Illinois is a Per Se State. This means that you can sue an offender without having to prove damages to your reputation or economic well-being if the defamation is inherently slanderous or libelous. For example, stating that the plaintiff is engaging in criminal activity, being a danger to people, calling into question the plaintiff’s ethics, or stating that they are engaging in sexual immorality. These are defamatory per se because the harm to the plaintiff’s reputation is inherent in the statement.

Who are public figures?

Public figures are people who are actively sought to influence the resolution of a matter of public interest. This would include government employees, city attorneys, senators, presidential candidates. It also includes someone who may be a limited purpose public figure – someone who voluntarily participates in a discussion about a public controversy and has access to the media to get his or her own view across. People can become involuntary limited-purpose public figures, such as an air traffic controller on duty at the time of a fatal crash, due to their role in a major public occurrence or members of an activist group who spoke with reporters at public events. Corporations are not always public figures, they are judged by the same standards as individuals.

In Illinois, the standard deadline for filing a defamation lawsuit in Illinois is one year after the defamatory statement is made, according to 735 ILCS 5/13-201, which sets this deadline for the filing of any civil action seeking a remedy “for slander, libel or for publication of matter violating the right of privacy.” If you are under 18 at the time the statement was made or under a legal disability, you will have two years to file the lawsuit upon reaching the age of 18 or having the legal disability removed  (735 ILCS 5/13-211). If the person who made the statement was out of state for any period of time beginning on the date the statement was made, their absence will not be counted as part of the one-year filing period.  (735 ILCS 5/13-208) Illinois recognizes the Single Publication Rule for Statue of Limitations purposes.

What if someone is accusing me of defaming them?

Truth, opinion, privilege and fair reporting are viable defenses in Illinois defamation cases.

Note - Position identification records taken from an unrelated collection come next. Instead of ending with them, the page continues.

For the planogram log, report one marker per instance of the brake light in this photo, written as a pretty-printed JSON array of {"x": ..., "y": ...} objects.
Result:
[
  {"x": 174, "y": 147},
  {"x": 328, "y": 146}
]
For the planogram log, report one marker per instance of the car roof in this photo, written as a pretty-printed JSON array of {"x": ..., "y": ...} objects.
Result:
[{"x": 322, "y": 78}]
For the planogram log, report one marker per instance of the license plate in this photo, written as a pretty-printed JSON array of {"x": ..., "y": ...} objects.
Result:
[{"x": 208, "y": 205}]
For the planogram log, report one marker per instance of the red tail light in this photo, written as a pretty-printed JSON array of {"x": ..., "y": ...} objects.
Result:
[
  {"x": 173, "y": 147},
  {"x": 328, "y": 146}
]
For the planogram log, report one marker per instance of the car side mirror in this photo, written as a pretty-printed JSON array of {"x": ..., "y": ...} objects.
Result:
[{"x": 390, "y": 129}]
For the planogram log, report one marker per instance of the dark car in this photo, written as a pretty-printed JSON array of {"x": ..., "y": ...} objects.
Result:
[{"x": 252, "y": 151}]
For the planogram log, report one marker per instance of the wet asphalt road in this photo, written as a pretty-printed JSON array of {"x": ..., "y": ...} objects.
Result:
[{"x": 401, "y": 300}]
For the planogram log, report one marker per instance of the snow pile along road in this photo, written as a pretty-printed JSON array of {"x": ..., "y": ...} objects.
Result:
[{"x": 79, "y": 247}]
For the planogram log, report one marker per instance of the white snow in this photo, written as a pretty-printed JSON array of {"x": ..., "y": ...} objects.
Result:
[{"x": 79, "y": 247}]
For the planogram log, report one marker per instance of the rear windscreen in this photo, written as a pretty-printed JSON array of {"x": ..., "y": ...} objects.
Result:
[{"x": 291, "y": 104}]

Websites and webmasters are not held responsible for defamatory third-party content, under Section 230 of the Communications Decency Act.


 

Cease and Desist Letters

Cease and desist letters are so popular because of the variety of circumstances in which they may be used, and the weight they carry with those who receive them. These letters are the best way to make a formal request for someone to stop an activity that you believe is violating your legal rights. Cease and desist letters provide a clear notice – stop your unlawful behavior or face consequences in a court of law. The most common uses for using a cease and desist letter are outlined below.

  • Stop Trademark and Copyright Infringement
  • Stop Invasions of Privacy, Stalking and Harassment
  • Stop Libel or Slander
  • Stop a Nuisance
  • Stop Breach of Contract
  • Stop Property Boundary Encroachment
  • Stop Debt Collectors

A cease and desist letter is a “demand letter” sent to an individual or business by a third party who believes that their legal rights have been infringed. Failure to comply with a cease and desist order is punishable by the courts, although a cease and desist letter by itself is not a guarantee of a lawsuit. If you are the recipient of a cease and desist letter, an attorney can help counsel and guide your response efforts. They will analyze the demand with your position in mind in order to determine whether the claim is frivolous or legitimate. This analysis guides a response strategy, which can range from a simple response detailing your denial of claims; filing a declaratory judgment, or steering negotiations and settlement in your favor.